1. **Sequence Length Explosion:**

Consider the below example:

```bash
hello world
```

If we see here clearly there are `11` character level tokens. Now imagine if we are doing some real life language modelling hence then we need real sentences, paragraphs or books and then model will need to process much longer sequences. Longer sequence will mean more memory, more training time, fewer tokens per batch (slower learning) and also more attention computation (quadratic cost). Hence **this is the single biggest reason modern LLMs don’t use pure character tokenization.**


### 1.2 Approach-2: Word Based Tokenization

After failure of character based tokenization failure the researchers thought that **A text is just a sequence of words. So what if we tokenize the text by splitting it into words.** This idea is very natural because that’s how humans think but then machines aren't humans and they don't think in words and that's why this mismatch turned word-based tokenization from NLP’s first “obvious solution” into one of its biggest limitations.<br>

#### What is Word-Based Tokenization?

In simple explanation word tokenization splits text at whitespace and punctuation into words. For example:<br>

```bash
Input:   "Hello, world! I’m learning NLP."
Tokens:  ["Hello", "world", "I’m", "learning", "NLP"]
```

The tokenizer removes punctuation or isolates it and then everything else becomes a word. After this each unique word becomes a vocabulary entry and then each word maps to an integer ID and finally model processes sequences of those integer IDs.

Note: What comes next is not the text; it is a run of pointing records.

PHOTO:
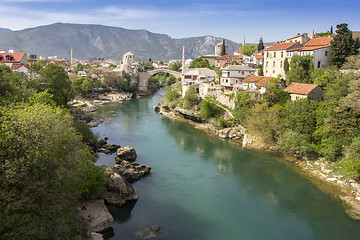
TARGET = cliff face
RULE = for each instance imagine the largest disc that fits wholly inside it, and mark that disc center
(107, 42)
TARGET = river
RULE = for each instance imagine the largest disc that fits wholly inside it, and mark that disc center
(201, 187)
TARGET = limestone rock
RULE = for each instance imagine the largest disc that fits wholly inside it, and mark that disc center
(149, 232)
(117, 190)
(96, 236)
(96, 214)
(131, 171)
(125, 153)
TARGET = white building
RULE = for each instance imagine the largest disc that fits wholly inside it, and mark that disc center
(233, 75)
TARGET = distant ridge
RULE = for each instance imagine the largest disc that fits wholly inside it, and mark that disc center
(108, 42)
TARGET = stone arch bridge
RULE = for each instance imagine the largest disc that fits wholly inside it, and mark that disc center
(145, 76)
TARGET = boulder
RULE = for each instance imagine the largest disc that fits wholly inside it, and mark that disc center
(96, 236)
(96, 214)
(149, 232)
(131, 171)
(107, 148)
(125, 153)
(117, 190)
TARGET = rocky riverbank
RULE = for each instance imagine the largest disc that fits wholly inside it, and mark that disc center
(347, 191)
(118, 191)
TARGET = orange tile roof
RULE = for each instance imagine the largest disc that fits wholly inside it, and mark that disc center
(282, 46)
(300, 88)
(227, 57)
(264, 81)
(319, 42)
(16, 57)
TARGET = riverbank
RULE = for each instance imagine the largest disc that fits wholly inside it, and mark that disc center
(321, 173)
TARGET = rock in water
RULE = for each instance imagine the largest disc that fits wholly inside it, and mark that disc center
(125, 153)
(131, 171)
(96, 214)
(117, 190)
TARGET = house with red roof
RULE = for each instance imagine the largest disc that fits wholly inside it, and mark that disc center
(319, 48)
(227, 60)
(303, 90)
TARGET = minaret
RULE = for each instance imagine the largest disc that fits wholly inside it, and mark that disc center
(72, 56)
(183, 61)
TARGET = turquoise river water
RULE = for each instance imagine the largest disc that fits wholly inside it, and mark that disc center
(201, 187)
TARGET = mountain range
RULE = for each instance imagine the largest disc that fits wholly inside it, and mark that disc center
(95, 41)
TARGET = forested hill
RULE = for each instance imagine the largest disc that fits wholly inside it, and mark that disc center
(107, 42)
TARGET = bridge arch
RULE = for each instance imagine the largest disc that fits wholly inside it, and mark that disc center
(145, 76)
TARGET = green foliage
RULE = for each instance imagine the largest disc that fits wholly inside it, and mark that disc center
(55, 79)
(200, 63)
(176, 66)
(300, 116)
(78, 67)
(242, 106)
(260, 45)
(223, 48)
(147, 65)
(44, 171)
(300, 69)
(190, 98)
(248, 50)
(342, 45)
(291, 142)
(209, 110)
(276, 95)
(173, 95)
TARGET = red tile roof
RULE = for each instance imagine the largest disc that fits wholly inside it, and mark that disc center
(282, 46)
(227, 57)
(319, 42)
(300, 88)
(15, 57)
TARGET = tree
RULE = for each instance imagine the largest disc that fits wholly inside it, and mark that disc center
(342, 45)
(54, 78)
(223, 48)
(176, 66)
(248, 50)
(261, 45)
(200, 63)
(300, 69)
(45, 169)
(78, 67)
(190, 98)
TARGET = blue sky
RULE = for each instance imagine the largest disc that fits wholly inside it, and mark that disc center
(232, 19)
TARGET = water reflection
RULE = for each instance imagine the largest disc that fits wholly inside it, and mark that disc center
(268, 180)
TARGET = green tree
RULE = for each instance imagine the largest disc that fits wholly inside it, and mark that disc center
(54, 78)
(190, 98)
(248, 50)
(176, 66)
(45, 168)
(200, 63)
(342, 45)
(291, 142)
(223, 48)
(260, 45)
(300, 69)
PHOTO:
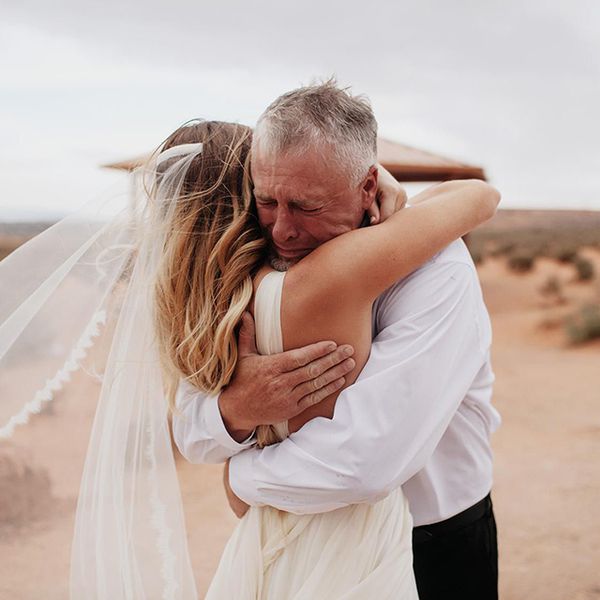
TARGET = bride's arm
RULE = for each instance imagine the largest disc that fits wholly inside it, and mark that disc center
(361, 264)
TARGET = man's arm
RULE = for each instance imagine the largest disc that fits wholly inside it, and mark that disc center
(389, 422)
(265, 389)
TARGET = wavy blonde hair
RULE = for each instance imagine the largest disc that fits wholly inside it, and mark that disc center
(213, 247)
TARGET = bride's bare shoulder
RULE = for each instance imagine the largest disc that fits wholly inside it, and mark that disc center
(260, 275)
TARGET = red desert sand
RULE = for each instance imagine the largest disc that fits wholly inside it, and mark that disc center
(547, 473)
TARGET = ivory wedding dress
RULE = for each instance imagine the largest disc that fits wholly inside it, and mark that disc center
(359, 552)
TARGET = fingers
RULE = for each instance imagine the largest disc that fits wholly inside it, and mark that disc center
(247, 336)
(337, 359)
(323, 380)
(401, 199)
(320, 395)
(373, 213)
(298, 358)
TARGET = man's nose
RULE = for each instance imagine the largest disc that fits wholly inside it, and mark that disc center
(284, 227)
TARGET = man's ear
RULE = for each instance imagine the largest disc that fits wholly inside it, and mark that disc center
(368, 188)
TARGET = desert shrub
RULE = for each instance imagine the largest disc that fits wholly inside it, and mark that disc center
(551, 287)
(584, 268)
(521, 262)
(584, 325)
(502, 248)
(565, 254)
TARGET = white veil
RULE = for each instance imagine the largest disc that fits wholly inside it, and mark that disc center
(76, 301)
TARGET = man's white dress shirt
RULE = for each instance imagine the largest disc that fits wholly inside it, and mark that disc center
(419, 414)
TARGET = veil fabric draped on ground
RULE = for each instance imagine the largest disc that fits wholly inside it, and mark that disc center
(76, 302)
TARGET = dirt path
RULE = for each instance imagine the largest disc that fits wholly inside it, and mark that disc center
(547, 478)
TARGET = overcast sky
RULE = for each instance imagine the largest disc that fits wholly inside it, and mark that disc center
(512, 86)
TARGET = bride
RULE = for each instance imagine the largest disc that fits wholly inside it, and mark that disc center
(216, 267)
(163, 285)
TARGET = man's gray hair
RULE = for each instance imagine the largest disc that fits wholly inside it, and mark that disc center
(323, 118)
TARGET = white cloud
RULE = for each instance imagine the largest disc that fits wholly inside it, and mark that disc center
(512, 86)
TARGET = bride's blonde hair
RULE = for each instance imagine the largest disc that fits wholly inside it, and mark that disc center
(213, 246)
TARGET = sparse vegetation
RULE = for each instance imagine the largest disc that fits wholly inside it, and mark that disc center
(552, 288)
(555, 234)
(565, 254)
(584, 325)
(521, 263)
(585, 269)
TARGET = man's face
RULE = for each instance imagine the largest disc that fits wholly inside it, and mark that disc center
(303, 202)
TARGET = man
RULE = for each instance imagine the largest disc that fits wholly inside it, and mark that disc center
(419, 414)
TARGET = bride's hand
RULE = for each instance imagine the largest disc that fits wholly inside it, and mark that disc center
(391, 197)
(238, 506)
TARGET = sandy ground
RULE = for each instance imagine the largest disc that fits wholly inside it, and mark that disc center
(547, 478)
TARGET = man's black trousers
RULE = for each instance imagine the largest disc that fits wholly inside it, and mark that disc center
(458, 558)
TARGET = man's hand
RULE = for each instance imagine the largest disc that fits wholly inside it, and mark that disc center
(270, 389)
(238, 506)
(391, 197)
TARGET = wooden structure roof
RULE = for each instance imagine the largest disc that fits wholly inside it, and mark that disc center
(405, 163)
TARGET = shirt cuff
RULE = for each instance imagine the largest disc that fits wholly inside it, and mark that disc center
(241, 476)
(216, 427)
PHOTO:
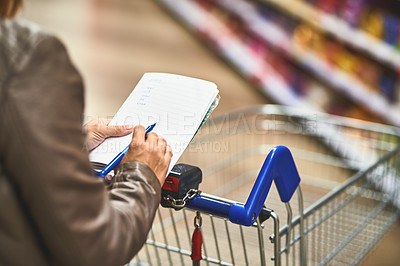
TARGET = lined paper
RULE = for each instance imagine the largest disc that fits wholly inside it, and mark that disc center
(176, 103)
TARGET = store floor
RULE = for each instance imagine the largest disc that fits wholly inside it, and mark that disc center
(113, 42)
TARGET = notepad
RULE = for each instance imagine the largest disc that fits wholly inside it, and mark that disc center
(178, 104)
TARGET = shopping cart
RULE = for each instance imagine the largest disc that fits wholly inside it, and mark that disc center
(349, 177)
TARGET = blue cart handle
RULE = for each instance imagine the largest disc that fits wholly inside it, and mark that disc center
(279, 166)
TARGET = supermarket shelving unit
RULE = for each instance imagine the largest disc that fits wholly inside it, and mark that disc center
(206, 24)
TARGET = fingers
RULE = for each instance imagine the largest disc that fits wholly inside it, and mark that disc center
(138, 135)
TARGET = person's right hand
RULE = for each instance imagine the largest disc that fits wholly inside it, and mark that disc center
(154, 151)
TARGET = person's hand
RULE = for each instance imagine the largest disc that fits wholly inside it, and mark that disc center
(154, 151)
(98, 130)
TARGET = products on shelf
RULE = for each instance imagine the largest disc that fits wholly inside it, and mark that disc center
(297, 62)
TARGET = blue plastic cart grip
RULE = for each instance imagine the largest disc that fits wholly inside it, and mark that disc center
(279, 166)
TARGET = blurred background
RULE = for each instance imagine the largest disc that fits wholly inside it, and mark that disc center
(339, 57)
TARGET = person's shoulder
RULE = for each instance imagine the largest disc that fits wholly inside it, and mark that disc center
(20, 38)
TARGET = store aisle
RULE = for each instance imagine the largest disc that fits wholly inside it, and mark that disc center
(113, 42)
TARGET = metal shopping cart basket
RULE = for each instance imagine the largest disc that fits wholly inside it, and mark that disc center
(350, 191)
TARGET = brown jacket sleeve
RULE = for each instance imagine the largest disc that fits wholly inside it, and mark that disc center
(78, 221)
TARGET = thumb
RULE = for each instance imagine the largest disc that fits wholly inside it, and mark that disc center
(117, 131)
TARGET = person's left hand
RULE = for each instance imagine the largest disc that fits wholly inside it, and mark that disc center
(98, 130)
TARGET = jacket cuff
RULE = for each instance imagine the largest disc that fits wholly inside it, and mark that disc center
(135, 169)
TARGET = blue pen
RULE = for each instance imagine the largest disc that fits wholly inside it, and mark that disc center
(114, 162)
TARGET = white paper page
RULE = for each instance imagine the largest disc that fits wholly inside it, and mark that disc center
(178, 105)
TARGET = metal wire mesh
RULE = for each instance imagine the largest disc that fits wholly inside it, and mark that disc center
(346, 210)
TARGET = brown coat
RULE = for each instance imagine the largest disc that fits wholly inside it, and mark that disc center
(53, 210)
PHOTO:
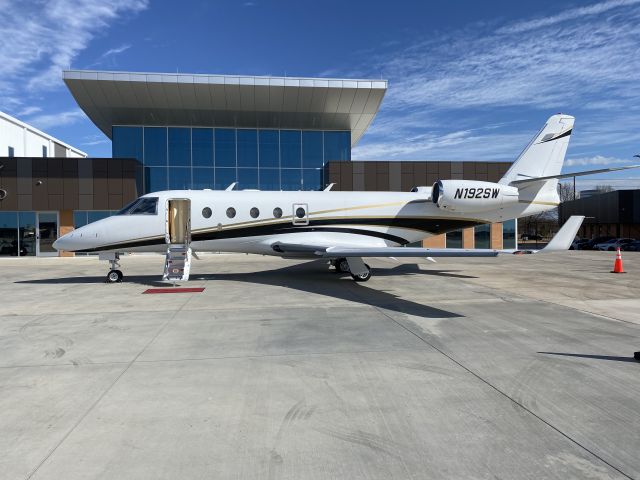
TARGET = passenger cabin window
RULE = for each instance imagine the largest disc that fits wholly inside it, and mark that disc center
(142, 206)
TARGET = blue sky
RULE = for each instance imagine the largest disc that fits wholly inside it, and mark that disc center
(468, 80)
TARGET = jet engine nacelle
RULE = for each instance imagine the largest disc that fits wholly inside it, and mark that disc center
(472, 196)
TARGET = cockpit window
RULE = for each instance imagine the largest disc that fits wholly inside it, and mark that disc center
(142, 206)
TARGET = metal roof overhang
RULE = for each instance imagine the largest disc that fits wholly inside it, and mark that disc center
(123, 98)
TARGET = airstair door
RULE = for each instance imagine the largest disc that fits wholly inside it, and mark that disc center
(178, 238)
(300, 214)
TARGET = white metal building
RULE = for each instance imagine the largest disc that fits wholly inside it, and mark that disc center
(17, 139)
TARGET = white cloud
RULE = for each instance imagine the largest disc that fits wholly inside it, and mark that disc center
(597, 160)
(28, 111)
(115, 51)
(571, 14)
(40, 39)
(46, 121)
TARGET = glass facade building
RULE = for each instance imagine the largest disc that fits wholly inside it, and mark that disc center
(200, 157)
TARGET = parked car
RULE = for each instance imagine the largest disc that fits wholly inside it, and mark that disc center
(579, 243)
(613, 244)
(530, 236)
(631, 246)
(590, 245)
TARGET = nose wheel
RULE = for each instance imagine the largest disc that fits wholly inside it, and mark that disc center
(341, 265)
(114, 275)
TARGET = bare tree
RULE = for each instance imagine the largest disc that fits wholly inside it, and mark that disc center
(566, 192)
(604, 188)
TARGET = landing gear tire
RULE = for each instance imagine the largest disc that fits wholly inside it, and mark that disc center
(363, 277)
(114, 276)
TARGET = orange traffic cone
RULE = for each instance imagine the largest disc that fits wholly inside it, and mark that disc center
(617, 266)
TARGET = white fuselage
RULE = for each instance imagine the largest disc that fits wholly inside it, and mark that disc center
(358, 219)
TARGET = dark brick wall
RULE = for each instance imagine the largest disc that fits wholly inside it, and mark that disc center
(68, 183)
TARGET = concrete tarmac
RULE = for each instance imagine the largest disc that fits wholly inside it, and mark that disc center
(515, 367)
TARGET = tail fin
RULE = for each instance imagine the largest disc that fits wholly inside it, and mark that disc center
(544, 155)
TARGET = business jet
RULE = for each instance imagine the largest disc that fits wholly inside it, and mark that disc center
(342, 227)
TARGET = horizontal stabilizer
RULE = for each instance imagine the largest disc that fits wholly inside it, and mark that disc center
(569, 175)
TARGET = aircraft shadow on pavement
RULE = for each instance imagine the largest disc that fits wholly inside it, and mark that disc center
(311, 277)
(594, 357)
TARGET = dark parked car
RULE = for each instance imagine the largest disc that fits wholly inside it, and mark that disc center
(631, 246)
(590, 245)
(530, 236)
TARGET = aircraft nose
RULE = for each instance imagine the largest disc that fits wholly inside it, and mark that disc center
(64, 242)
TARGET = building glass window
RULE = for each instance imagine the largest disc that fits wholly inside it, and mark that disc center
(202, 147)
(291, 179)
(482, 236)
(337, 146)
(269, 179)
(127, 142)
(269, 148)
(509, 234)
(454, 239)
(312, 151)
(225, 147)
(247, 148)
(155, 147)
(27, 233)
(312, 179)
(290, 149)
(179, 178)
(224, 177)
(8, 234)
(179, 147)
(248, 178)
(203, 178)
(155, 179)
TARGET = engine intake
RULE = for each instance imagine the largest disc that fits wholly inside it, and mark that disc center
(472, 196)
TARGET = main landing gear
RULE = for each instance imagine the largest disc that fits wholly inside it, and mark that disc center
(114, 275)
(342, 265)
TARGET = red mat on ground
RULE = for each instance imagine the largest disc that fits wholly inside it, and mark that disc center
(174, 290)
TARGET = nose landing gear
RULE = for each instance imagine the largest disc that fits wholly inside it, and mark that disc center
(114, 275)
(341, 265)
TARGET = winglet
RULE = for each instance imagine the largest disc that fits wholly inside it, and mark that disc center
(563, 239)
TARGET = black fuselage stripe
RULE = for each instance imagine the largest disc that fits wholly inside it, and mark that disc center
(429, 226)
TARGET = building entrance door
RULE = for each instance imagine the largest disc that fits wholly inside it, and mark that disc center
(46, 234)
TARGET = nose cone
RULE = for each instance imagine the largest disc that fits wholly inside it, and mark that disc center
(64, 242)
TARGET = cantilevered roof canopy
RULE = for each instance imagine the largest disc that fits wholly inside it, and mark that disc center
(123, 98)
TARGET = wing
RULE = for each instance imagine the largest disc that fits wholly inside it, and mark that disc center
(324, 251)
(561, 241)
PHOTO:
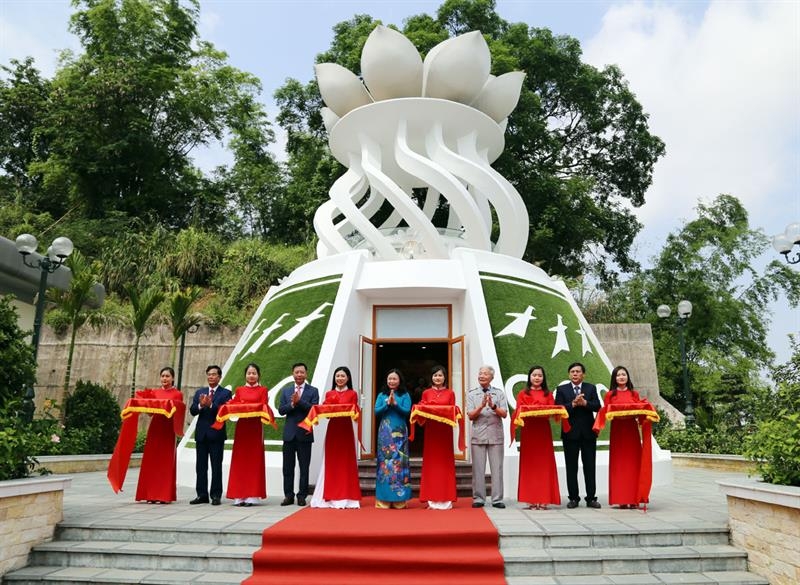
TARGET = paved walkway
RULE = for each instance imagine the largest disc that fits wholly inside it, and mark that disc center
(693, 500)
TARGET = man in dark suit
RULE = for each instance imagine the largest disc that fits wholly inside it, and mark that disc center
(581, 401)
(296, 400)
(209, 443)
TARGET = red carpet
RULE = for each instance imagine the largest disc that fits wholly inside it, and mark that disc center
(368, 546)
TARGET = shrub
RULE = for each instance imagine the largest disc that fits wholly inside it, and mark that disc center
(775, 446)
(91, 420)
(715, 440)
(16, 442)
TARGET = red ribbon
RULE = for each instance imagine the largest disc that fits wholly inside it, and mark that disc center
(556, 412)
(143, 402)
(319, 411)
(645, 413)
(448, 414)
(245, 410)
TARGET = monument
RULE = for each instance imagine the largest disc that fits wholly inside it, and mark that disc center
(419, 254)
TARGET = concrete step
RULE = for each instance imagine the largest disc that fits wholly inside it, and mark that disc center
(623, 560)
(144, 556)
(705, 578)
(91, 576)
(510, 539)
(366, 477)
(196, 535)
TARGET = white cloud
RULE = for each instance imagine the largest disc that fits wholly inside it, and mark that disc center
(722, 88)
(723, 92)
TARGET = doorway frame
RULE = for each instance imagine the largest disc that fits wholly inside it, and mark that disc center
(368, 348)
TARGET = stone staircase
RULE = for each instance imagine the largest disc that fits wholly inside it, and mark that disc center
(641, 557)
(110, 554)
(366, 477)
(684, 539)
(80, 555)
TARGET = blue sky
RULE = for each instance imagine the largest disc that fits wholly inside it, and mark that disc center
(720, 80)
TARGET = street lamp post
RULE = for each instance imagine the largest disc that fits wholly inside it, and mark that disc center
(57, 254)
(191, 329)
(684, 312)
(784, 242)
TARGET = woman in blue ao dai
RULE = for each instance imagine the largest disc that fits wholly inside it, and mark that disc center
(392, 407)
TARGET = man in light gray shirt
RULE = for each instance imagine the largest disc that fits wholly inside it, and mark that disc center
(486, 408)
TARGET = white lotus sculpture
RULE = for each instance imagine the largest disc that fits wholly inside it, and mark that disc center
(436, 125)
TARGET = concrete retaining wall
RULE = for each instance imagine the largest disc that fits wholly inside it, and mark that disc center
(29, 511)
(105, 357)
(765, 521)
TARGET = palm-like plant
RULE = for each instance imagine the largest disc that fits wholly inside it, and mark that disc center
(143, 305)
(180, 316)
(73, 302)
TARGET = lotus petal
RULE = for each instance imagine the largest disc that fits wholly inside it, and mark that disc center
(329, 118)
(500, 95)
(391, 65)
(457, 68)
(341, 90)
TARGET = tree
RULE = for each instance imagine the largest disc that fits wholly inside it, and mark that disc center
(775, 446)
(578, 147)
(124, 115)
(180, 316)
(73, 302)
(143, 305)
(23, 101)
(711, 261)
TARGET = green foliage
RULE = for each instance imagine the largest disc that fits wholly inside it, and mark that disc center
(143, 305)
(16, 355)
(72, 302)
(192, 257)
(17, 443)
(250, 267)
(91, 420)
(23, 99)
(180, 316)
(775, 446)
(711, 262)
(717, 440)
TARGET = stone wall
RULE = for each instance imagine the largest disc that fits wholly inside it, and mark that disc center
(765, 521)
(29, 512)
(105, 357)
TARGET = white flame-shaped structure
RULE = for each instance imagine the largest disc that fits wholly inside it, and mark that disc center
(435, 125)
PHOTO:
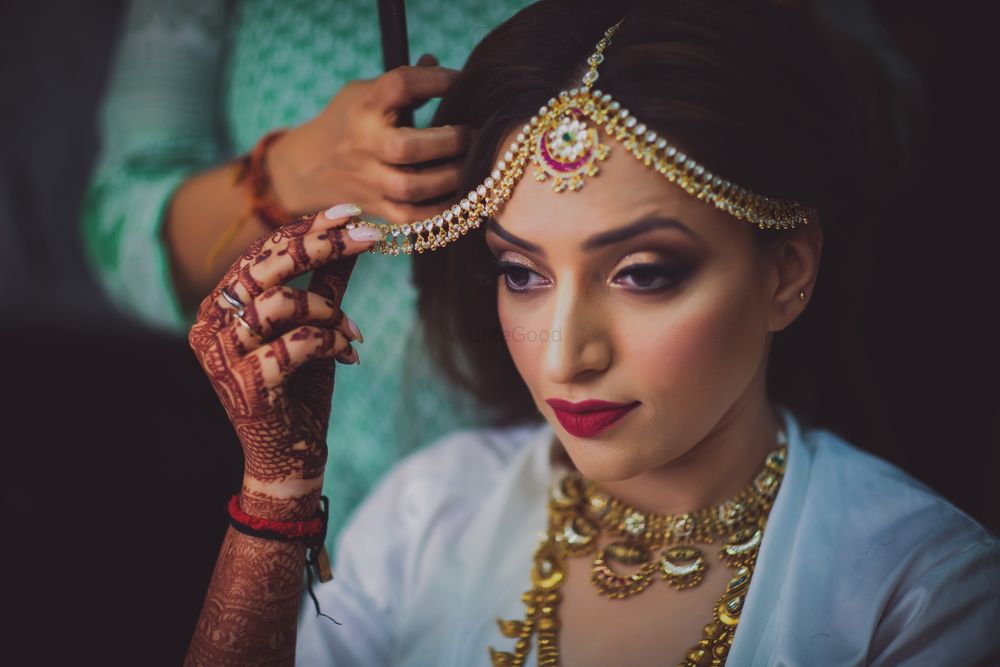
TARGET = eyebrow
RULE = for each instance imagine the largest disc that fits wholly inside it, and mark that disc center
(602, 239)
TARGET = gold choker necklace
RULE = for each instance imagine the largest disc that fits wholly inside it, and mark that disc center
(580, 512)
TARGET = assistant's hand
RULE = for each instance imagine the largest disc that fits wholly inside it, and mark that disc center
(274, 374)
(352, 150)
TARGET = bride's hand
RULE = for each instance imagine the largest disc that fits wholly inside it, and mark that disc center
(272, 362)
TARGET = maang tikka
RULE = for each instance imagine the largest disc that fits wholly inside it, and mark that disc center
(564, 144)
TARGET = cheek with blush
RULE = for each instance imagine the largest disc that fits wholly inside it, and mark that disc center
(694, 359)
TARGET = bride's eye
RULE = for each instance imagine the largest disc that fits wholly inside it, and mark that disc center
(650, 277)
(517, 277)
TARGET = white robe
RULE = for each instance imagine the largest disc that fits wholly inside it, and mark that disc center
(860, 563)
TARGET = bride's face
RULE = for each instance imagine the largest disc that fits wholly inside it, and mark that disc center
(633, 292)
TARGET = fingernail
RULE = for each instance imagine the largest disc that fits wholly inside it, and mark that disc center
(352, 325)
(365, 233)
(342, 211)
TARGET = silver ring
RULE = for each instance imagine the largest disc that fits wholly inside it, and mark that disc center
(233, 301)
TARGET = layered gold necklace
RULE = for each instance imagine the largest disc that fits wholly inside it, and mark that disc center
(580, 512)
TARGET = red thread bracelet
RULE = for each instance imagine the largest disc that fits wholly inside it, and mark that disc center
(287, 531)
(254, 171)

#### How This Approach Fails:

1. **Vocabulary Explosion:**

When every unique word becomes an entry in the vocabulary then even simple variations produce new tokens. For example words like below:

```css
apple
apples
Apple
APPLE
apple's
apple-like
```
will generate new tokens with even simple variations and this will result in size explosion.


2. **Out of Vocabulary (OOV):**

If a word never appeared during training the model cannot represent it. Hence the model can’t learn representations for words that don’t exist in training.